La primera vez que sus cuerpos se habían encontrado sin un trozo de tela encima había sido en la playa. La arena estaba como un espejo. Todo el cielo había caído, por arte del crepúsculo, a la tierra. Esa tarde habían estado buscando caracolas entre la arena y se habían encontrado una muy especial. Parecía una novia larga, arisca, vestida de tules blancos y encajes finísimos. Era una
Spirata inmaculata
, la novia de los mares del Sur. Hacía mucho tiempo que Martín la buscaba. Había gastado tardes enteras de ojos en el suelo. Era una especie difícil de encontrar, que sólo aparecía cuando las corrientes del Sur removían con fuerza los fondos del mar, donde solían esconderse como niñas tímidas. Estaban felices. Había sido Fiamma quien la había descubierto, reteniendo la caracola en su mano, mientras la perseguía. Un juego de niños. Él cayó y la cogió por los pies buscando que ella perdiera el equilibrio. Así se encontraron en medio de la playa, con toda su juventud desnuda y un cielo malva, rosa y naranja que se les reflejaba como espejos en los cuerpos, con los temblores primeros de una sexualidad desconocida por ella, pues con sus escasos veinte años, la severidad de su padre y la religiosidad de su madre, nunca había podido jugar a pieles, ni con sus manos, ni con sus amigas, ni con sus primos. Fiamma había tenido que recurrir, años después, al recuerdo de esa primera vez, cuando se dio cuenta de que sus pezones no volvieron a izarse como banderas ante las caricias de Martín. Recordaba cómo había empezado a recorrerle el cuerpo con la punta de la
Spirata inmaculata
. Había sido un dolor suavísimo, casi imposible de aguantar. Martín hacía deslizar la caracola por el cuerpo de Fiamma, creando espirales de lujuria. Las crestas eran hélices que sobrevolaban como alfileres romos, acariciando, hiriendo su piel reventada en hervores. En la cima de sus senos le fue dibujando margaritas imaginarias, mientras le recitaba apartes del poema inconcluso del primer día de encuentro. Así aprendió que la letra con pieles entra. Se les hizo de noche y luego de día y luego de noche. Estuvieron amándose durante trece días. Trece días y trece noches, sin comer más que sus propios cuerpos. Sin beber más que sus propias salivas. Sintió coronar la
Spirata inmaculata
de Martín en la cima de su monte más oscuro. Sintió brotar con fuerza cascadas de placeres, que a punto estuvieron de ahogarle las entrañas. Vivieron nadando entre las olas de un amor que supieron terminaría en boda o en cárcel, pues el padre de Fiamma ya había dado aviso a las autoridades de la desaparición de la hija. Y cuando la vio llegar, con los linos hechos jirones y su pelo negruno convertido en masa, tan enredado que parecía una virgen de paso de procesión de Semana Santa, presintió que a su hija se le había metido el duende de la locura en la cabeza. Lo que llevaba dentro, en realidad, era un empacho de amor.

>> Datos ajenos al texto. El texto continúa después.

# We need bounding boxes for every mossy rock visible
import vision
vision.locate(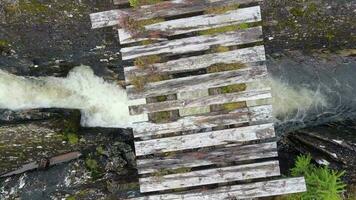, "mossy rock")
[207,62,246,73]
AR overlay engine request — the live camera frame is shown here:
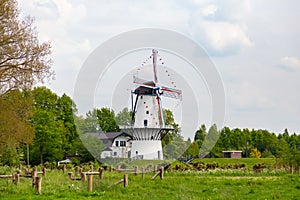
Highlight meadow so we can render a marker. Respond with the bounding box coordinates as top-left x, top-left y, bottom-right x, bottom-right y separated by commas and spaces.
0, 159, 300, 199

En quince días se organizó la boda. Hablaron con el párroco de la iglesia de La Dolorosa; Fiamma se empeñó en que la boda se celebrara allí por ser el sitio donde la imagen de su virgen titular había visto cómo su virginidad se había ido para siempre de paseo. Se vistió de blanco purísimo, a pesar de las súplicas de su madre por ponerla en tonos beiges, pues sus amigas ya sabían que su hija había estado desaparecida durante trece días con su novio, y aunque delante de ella nunca hicieron ningún comentario, sabía que en los tés de las tardes, mientras tejían vestiditos para los huerfanitos del tercer mundo, entre el mono punto y el ensortijado sus amigas de la Cruz Roja habían despellejado a punta de chismorreos la virginidad de su hija.